With df = 49 and t = -2.83
p-value ≈ 0.0033 (from t-table or calculator)

Step 5: Decision

p = 0.0033 < α = 0.05
Reject H₀
Conclusion: There is significant evidence that the bulbs last less than 1000 hours on average.

Understanding Errors

Type I Error (False Positive)

Rejecting H₀ when it’s actually true
Probability = α
Example: Concluding a drug works when it doesn’t

Type II Error (False Negative)

Failing to reject H₀ when it’s actually false
Probability = β
Example: Concluding a drug doesn’t work when it does

The Trade-off

Lowering α increases β (and vice versa)
More stringent ≠ always better
Balance depends on consequences of each error

Power

Power = 1 - β
Probability of correctly rejecting a false H₀
Aim for power ≥ 0.80
Increase power with larger samples

Common Misconceptions

1. “p = 0.05 means 95% chance the effect is real”

Wrong. The p-value doesn’t tell you the probability that your hypothesis is true.

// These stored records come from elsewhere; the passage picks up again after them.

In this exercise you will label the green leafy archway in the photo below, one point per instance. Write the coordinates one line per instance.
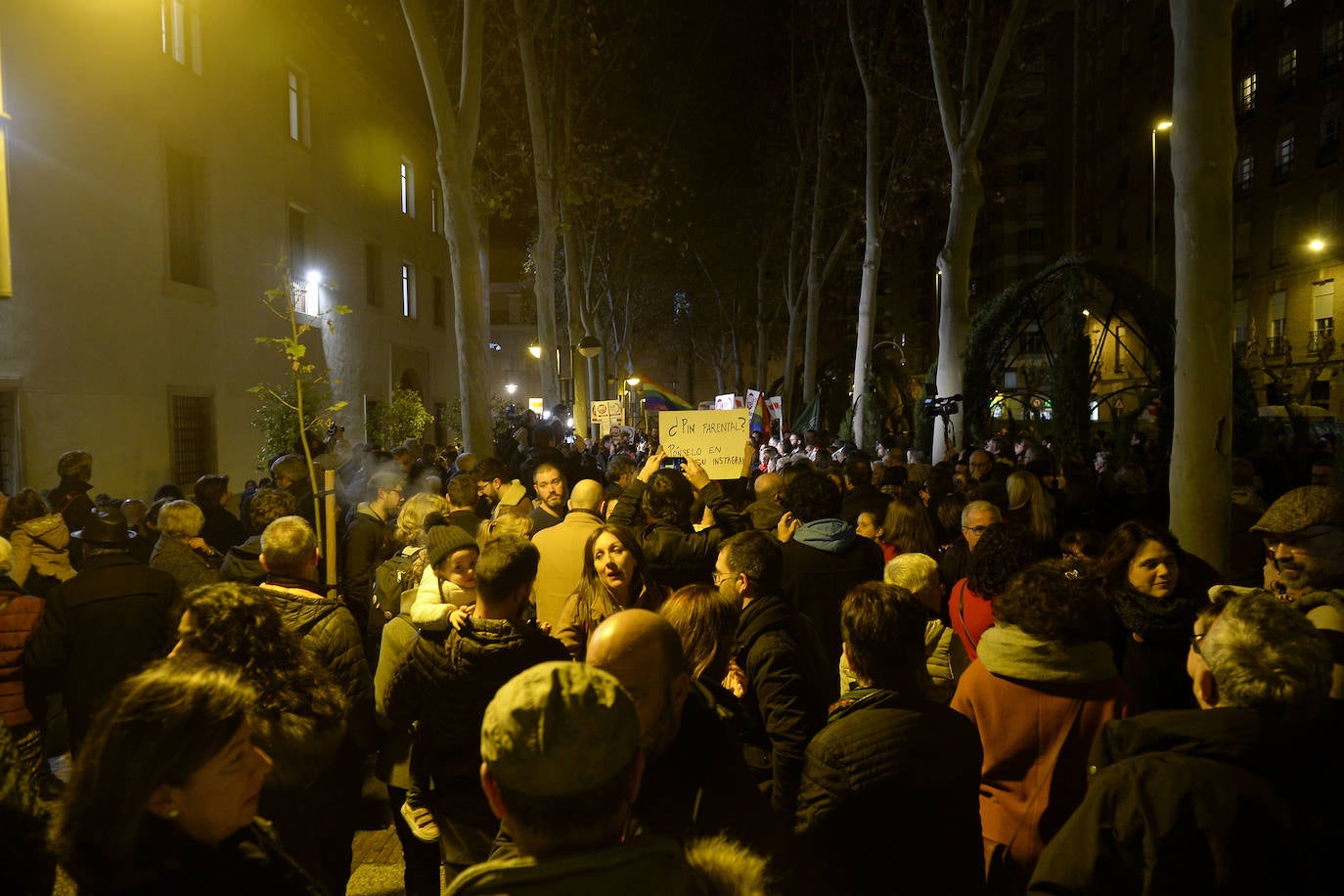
(1026, 323)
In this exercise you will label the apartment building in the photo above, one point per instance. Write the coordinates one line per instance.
(165, 161)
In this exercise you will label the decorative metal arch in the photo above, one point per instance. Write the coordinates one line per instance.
(1024, 323)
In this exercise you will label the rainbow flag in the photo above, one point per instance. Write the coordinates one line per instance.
(656, 398)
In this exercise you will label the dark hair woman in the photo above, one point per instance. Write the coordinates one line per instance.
(613, 578)
(300, 716)
(1002, 551)
(706, 622)
(1039, 692)
(908, 529)
(164, 794)
(1140, 571)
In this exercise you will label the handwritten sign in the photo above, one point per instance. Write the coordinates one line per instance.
(715, 439)
(609, 411)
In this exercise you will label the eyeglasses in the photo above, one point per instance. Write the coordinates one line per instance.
(1296, 542)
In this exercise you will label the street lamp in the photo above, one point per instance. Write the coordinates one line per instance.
(1152, 209)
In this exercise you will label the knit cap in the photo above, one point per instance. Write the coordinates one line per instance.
(444, 540)
(1303, 508)
(560, 729)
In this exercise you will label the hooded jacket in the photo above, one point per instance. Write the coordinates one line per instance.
(101, 628)
(790, 687)
(42, 546)
(1038, 705)
(1208, 801)
(445, 686)
(822, 561)
(330, 633)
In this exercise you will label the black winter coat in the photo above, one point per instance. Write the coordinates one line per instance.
(789, 688)
(1202, 801)
(676, 557)
(330, 633)
(445, 686)
(891, 782)
(101, 628)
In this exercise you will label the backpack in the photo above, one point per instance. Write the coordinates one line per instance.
(395, 575)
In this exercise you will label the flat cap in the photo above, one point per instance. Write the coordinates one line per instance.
(560, 729)
(1301, 508)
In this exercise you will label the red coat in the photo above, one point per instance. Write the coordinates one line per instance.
(970, 615)
(1019, 723)
(19, 618)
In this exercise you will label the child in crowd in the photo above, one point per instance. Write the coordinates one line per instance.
(448, 585)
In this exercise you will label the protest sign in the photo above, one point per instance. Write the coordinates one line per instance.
(714, 439)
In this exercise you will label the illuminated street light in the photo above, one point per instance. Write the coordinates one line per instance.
(1164, 125)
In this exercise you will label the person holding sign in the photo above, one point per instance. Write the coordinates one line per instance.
(657, 507)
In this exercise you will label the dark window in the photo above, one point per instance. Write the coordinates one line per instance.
(186, 219)
(193, 437)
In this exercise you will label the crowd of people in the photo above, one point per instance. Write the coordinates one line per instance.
(585, 668)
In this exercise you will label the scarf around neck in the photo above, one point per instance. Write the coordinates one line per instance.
(1012, 653)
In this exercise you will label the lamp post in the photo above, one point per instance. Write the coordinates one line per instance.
(629, 394)
(589, 347)
(1152, 208)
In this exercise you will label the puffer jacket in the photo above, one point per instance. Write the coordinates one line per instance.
(42, 546)
(891, 782)
(675, 557)
(187, 568)
(445, 686)
(330, 633)
(19, 618)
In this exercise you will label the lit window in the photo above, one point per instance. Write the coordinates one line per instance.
(408, 188)
(408, 289)
(179, 22)
(1283, 155)
(373, 274)
(298, 107)
(193, 437)
(6, 276)
(186, 218)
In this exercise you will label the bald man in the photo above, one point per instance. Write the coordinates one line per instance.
(695, 781)
(765, 511)
(562, 550)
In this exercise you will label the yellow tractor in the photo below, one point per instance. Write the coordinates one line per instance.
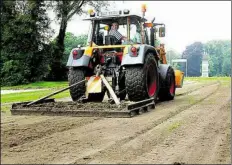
(122, 60)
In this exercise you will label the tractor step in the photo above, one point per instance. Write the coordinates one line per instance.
(49, 107)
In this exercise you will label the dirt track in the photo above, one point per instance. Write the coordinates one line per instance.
(194, 128)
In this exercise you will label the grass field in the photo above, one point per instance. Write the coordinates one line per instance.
(50, 87)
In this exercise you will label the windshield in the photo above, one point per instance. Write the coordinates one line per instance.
(121, 32)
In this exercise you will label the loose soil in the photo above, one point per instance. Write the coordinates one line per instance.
(194, 128)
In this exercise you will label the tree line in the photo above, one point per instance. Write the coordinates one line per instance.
(217, 52)
(27, 52)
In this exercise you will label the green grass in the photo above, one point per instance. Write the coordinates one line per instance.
(38, 85)
(30, 96)
(225, 81)
(207, 78)
(5, 108)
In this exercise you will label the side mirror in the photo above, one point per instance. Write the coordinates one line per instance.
(162, 31)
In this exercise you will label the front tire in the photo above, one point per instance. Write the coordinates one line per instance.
(168, 92)
(76, 75)
(142, 82)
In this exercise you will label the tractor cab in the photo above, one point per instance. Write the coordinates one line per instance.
(129, 26)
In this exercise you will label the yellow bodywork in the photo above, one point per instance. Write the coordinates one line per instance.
(94, 84)
(179, 76)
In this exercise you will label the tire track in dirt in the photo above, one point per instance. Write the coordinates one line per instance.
(15, 135)
(127, 151)
(28, 129)
(112, 150)
(96, 145)
(203, 136)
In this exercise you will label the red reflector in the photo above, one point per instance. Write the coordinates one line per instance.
(133, 49)
(75, 53)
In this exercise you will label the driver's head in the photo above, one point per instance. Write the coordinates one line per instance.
(114, 26)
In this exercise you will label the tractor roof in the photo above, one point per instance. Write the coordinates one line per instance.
(119, 18)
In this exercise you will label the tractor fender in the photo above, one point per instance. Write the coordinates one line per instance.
(82, 61)
(143, 50)
(163, 70)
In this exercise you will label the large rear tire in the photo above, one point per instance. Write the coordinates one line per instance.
(142, 82)
(168, 92)
(76, 92)
(76, 75)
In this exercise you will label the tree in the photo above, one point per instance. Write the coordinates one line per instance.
(71, 41)
(219, 52)
(193, 53)
(64, 11)
(25, 32)
(171, 55)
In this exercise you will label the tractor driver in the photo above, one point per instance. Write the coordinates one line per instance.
(114, 32)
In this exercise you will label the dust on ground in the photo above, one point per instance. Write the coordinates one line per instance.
(194, 128)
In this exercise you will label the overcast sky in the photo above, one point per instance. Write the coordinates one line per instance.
(186, 21)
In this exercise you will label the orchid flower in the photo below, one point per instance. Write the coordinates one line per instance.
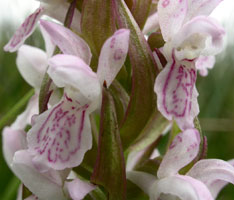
(56, 9)
(198, 184)
(60, 137)
(188, 35)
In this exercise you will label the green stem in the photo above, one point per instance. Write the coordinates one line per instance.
(16, 109)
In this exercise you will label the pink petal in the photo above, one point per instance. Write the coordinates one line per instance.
(182, 187)
(71, 71)
(32, 64)
(61, 136)
(211, 171)
(25, 117)
(177, 94)
(201, 7)
(112, 56)
(171, 15)
(200, 36)
(203, 63)
(78, 189)
(142, 179)
(13, 140)
(24, 31)
(67, 41)
(183, 149)
(39, 184)
(152, 24)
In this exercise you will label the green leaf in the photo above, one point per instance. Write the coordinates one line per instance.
(97, 23)
(140, 10)
(109, 170)
(143, 100)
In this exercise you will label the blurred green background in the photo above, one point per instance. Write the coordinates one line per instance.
(216, 99)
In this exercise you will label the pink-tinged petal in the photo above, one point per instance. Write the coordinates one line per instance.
(13, 140)
(39, 184)
(200, 36)
(49, 45)
(152, 24)
(24, 31)
(183, 149)
(67, 70)
(78, 189)
(25, 117)
(67, 41)
(201, 7)
(179, 187)
(142, 179)
(177, 94)
(58, 10)
(32, 64)
(60, 137)
(211, 172)
(171, 15)
(112, 56)
(218, 185)
(203, 63)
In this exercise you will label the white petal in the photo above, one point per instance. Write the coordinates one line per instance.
(67, 41)
(67, 70)
(39, 184)
(177, 94)
(142, 179)
(152, 24)
(32, 64)
(78, 189)
(211, 171)
(203, 63)
(201, 7)
(13, 140)
(200, 36)
(171, 15)
(61, 136)
(24, 31)
(182, 187)
(183, 149)
(112, 56)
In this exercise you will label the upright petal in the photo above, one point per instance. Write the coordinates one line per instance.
(32, 64)
(60, 137)
(183, 149)
(177, 94)
(112, 56)
(152, 24)
(201, 7)
(171, 15)
(182, 187)
(13, 140)
(39, 184)
(203, 63)
(211, 171)
(200, 36)
(67, 41)
(67, 70)
(24, 31)
(78, 189)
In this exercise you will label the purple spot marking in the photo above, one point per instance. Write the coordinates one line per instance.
(118, 54)
(165, 3)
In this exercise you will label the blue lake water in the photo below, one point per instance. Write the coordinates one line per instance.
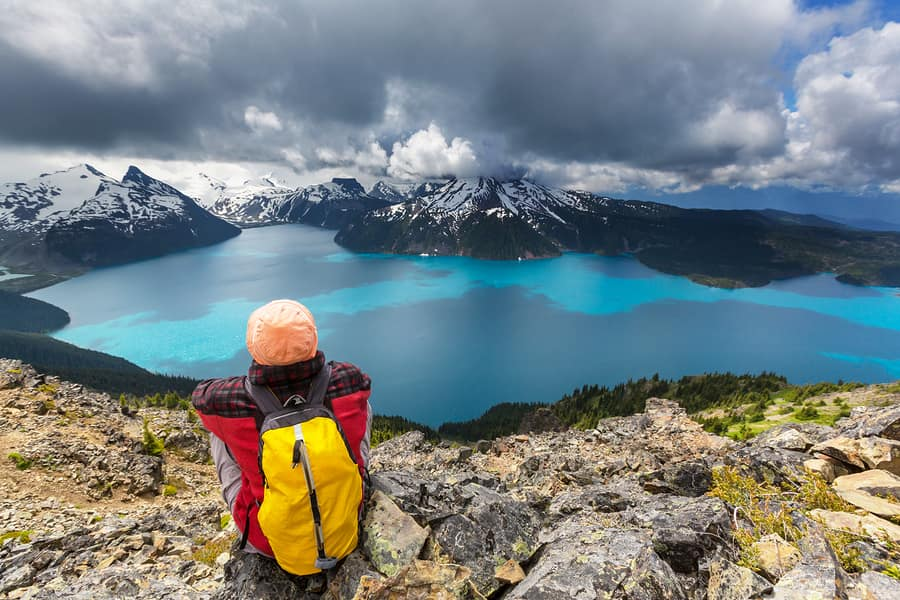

2. “Not significant means no effect”

Wrong. It means you didn’t find sufficient evidence. The effect might exist but be too small to detect with your sample.

3. “p = 0.049 is very different from p = 0.051”

Wrong. They’re essentially the same. Don’t treat α as a magical cutoff.

4. “A smaller p-value means a bigger effect”

Wrong. Small p-values can come from small effects with large samples. Always report effect sizes.

5. “Hypothesis testing proves things”

Wrong. It only provides evidence. Science requires replication.

Best Practices

Before the Study

Determine sample size based on power analysis
Pre-register your hypotheses and analysis plan
Set α before collecting data

During Analysis

Check assumptions before running tests
Report exact p-values (not just “p < 0.05”)
Calculate effect sizes (Cohen’s d, η², etc.)
Include confidence intervals

When Reporting

Be precise: “We rejected/failed to reject H₀”
Avoid overstatement: “Significant evidence” ≠ “proof”
Discuss practical significance: Is the effect meaningful?
Acknowledge limitations: Sample size, generalizability

Beyond p-values

Modern statistics emphasizes moving beyond simple p-value testing:

Confidence Intervals

Show the range of plausible values, not just yes/no.

Effect Sizes

Quantify how large the effect is, not just whether it exists.

Bayesian Methods

Directly calculate probability of hypotheses given data.

Replication

One significant result isn’t enough—findings need to replicate.

Summary Checklist

When doing hypothesis testing, make sure you:

Hypothesis testing is a powerful tool, but it’s just one part of statistical inference. Use it wisely, report it fully, and always think critically about what your results really mean.